Breitbart and Rosenfeld believe that, "The desire for death, the consideration of suicide, the interest in physician assisted suicide, and the relationship of these issues to depression and other psychosocial issues appear to be of paramount importance." In addition to pain and physical control, attending to depression is very important for reducing distress of patients wanting to commit suicide. Depression mostly comes from pain, increased disability, and fears of becoming a burden to their friends and family. To avoid depression and suffering, Breitbart and Rosenfeld believe that pain medications should be used to help the patient live their life the best they can before they are ready for the doctor to assist in their suicide. However, Carr believes that "To think that all patients can be helped with more pain relieving medication and treatment for depression is naïve" (76).
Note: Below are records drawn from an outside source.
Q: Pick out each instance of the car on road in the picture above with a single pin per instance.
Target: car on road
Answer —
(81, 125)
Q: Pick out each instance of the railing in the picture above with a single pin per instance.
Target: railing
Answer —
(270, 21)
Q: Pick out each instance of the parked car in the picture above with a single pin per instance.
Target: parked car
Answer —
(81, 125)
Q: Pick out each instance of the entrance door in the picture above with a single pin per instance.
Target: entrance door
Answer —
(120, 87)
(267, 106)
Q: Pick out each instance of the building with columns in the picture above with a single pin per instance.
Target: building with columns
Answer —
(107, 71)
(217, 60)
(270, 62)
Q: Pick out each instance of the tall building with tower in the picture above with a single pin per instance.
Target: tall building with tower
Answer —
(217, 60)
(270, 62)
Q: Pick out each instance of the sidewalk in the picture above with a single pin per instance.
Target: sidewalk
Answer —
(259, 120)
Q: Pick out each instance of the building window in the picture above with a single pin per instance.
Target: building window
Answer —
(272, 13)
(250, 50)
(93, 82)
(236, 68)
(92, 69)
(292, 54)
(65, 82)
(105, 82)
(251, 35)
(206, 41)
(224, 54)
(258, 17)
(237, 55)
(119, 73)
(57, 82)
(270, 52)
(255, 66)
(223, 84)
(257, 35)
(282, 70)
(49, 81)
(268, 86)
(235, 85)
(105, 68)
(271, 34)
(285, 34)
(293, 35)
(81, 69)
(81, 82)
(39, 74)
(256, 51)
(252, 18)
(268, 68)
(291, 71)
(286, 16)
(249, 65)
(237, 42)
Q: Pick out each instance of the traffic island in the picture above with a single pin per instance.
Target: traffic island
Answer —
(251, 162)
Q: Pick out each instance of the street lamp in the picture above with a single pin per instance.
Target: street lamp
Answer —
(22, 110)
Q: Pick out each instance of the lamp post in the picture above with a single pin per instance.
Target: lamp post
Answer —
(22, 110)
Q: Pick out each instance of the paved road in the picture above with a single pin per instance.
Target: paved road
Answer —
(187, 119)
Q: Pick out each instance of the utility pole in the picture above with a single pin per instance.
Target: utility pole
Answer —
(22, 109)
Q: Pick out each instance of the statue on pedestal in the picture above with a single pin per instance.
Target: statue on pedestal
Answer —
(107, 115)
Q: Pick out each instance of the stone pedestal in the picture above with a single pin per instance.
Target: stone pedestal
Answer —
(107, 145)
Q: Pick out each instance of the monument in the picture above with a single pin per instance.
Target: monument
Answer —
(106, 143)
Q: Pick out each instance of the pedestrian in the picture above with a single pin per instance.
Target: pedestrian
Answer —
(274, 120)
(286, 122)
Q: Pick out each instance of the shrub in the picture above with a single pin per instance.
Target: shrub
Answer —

Physician assisted suicide should be up to the patient and the doctor; however, according to Doctor Timothy E. Quill, "Suffering can be lessened to some extent, but in no way eliminated or made benign, by the careful intervention of a competent, caring physician" (115). Patients are people suffering and in excruciating pain, and should have the right to decide how they wish to handle their suffering. They should be able to decide whether life is still worth living or not. Physician assisted suicide is a crime, even though the patient wants to die (Carr 74). The interviews and surveys show that most terminal patients, many doctors and people feel that physician assisted suicides should be legal. The existing laws against physician-assisted suicide do not save lives, but cruelly prolong deaths. They keep terminally ill patients in physical and emotional pain. Everyone wants to be remembered for all the good deeds they have accomplished in life, not for how they suffered before they died. Physician assisted suicide should be legalized so these terminally ill patients can die with dignity.